Closed michal-h21 closed 7 years ago
what version do you use? AFAIRC, I've already fixed that
I manually installed the master
branch from Github. This is an mwe
showing the issue:
local htmlparser = require("htmlparser")
local htmlstring = [[
<p>
<a id="unclosed>Element"> with unclosed attribute</a>
</p>
]]
local root = htmlparser.parse(htmlstring)
It produces the following output on my machine:
[HTMLParser] [ERR] tag parsing loop reached loop limit (1000). Please, consider increasing it or check the code for errors
Well, I fixed /similar/ case (with templaters), which used <%
/%>
.
Actually, identifiers, containing '>' is not valid in HTML, AFAIK.
Anyway, I'll try to do something with that case too :-/
can you check your workflow with the latest commit in master?
Sorry for the late reply and thanks for a quick fix.
I think that quoted attribute can contain >
value. The HTML5 syntax lists it as prohibited only for unquoted attribute values. I understand that this makes it much harder to correctly parse attributes.
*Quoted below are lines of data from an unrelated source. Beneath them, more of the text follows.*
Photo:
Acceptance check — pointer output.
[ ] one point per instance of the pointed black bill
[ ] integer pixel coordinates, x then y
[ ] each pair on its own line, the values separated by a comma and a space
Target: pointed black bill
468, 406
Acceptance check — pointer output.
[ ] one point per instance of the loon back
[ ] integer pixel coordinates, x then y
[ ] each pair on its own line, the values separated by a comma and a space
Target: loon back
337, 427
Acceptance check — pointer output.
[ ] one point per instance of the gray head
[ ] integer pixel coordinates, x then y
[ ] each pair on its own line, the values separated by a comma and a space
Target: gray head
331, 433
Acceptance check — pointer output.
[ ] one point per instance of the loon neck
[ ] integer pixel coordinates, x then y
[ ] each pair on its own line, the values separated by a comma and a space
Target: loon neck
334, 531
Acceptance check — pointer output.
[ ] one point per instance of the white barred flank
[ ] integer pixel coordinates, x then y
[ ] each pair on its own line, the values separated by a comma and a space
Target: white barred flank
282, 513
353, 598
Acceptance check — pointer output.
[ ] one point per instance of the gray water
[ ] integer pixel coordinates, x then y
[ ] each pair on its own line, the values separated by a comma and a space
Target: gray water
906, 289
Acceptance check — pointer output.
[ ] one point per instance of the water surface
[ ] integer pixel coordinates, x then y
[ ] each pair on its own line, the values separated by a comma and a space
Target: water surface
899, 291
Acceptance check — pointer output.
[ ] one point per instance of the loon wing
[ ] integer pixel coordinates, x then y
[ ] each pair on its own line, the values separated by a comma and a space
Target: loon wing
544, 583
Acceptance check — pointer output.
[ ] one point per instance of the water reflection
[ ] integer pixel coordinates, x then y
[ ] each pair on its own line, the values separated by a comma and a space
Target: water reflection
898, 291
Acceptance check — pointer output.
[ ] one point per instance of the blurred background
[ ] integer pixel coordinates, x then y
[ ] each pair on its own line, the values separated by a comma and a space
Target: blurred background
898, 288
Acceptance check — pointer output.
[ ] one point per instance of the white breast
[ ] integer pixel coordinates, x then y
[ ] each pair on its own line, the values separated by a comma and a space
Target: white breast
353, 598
The latest commit works for the provided sample, but I found that it still may fail in little bit different cases:
local htmlparser = require("htmlparser")
local htmlstring = [[
<p>
<a id="unclosed>Element"> with unclosed attribute</a>
<a id="unclosed> Element"> with unclosed attribute</a>
<a id="unclosed>Element and one>more"> with unclosed attribute</a>
</p>
]]
local root = htmlparser.parse(htmlstring)
local a = root:select("a")
for _, x in ipairs(a) do
print("title", x.attributes["id"])
end
[HTMLParser] [ERR] tag parsing loop reached loop limit (10). Please, consider increasing it or check the code for errors[HTMLParser] [ERR] tag parsing loop reached loop limit (10). Please, consider increasing it or check the code for errors title unclosed>Element title title
As you can see, it fails when >
is followed by a space, or when the attribute contains more than one >
. It also seems that example with space after >
works with 2e2f306, but not with 6f4c5a1.
I am working on script which tries to extract various metadata from web pages and it happens quite often that it reports the following error:
I've found that it happens when attributes contain
>
character, like in this example from MDN:This issue can happen also when an attribute contains some JS code:
It seems the issue is that HTML tag parsing stops on the first
>
, which then result in html attribute without end quote. The attribute parsing code then stuck in an infinite loop until loop limit is reached.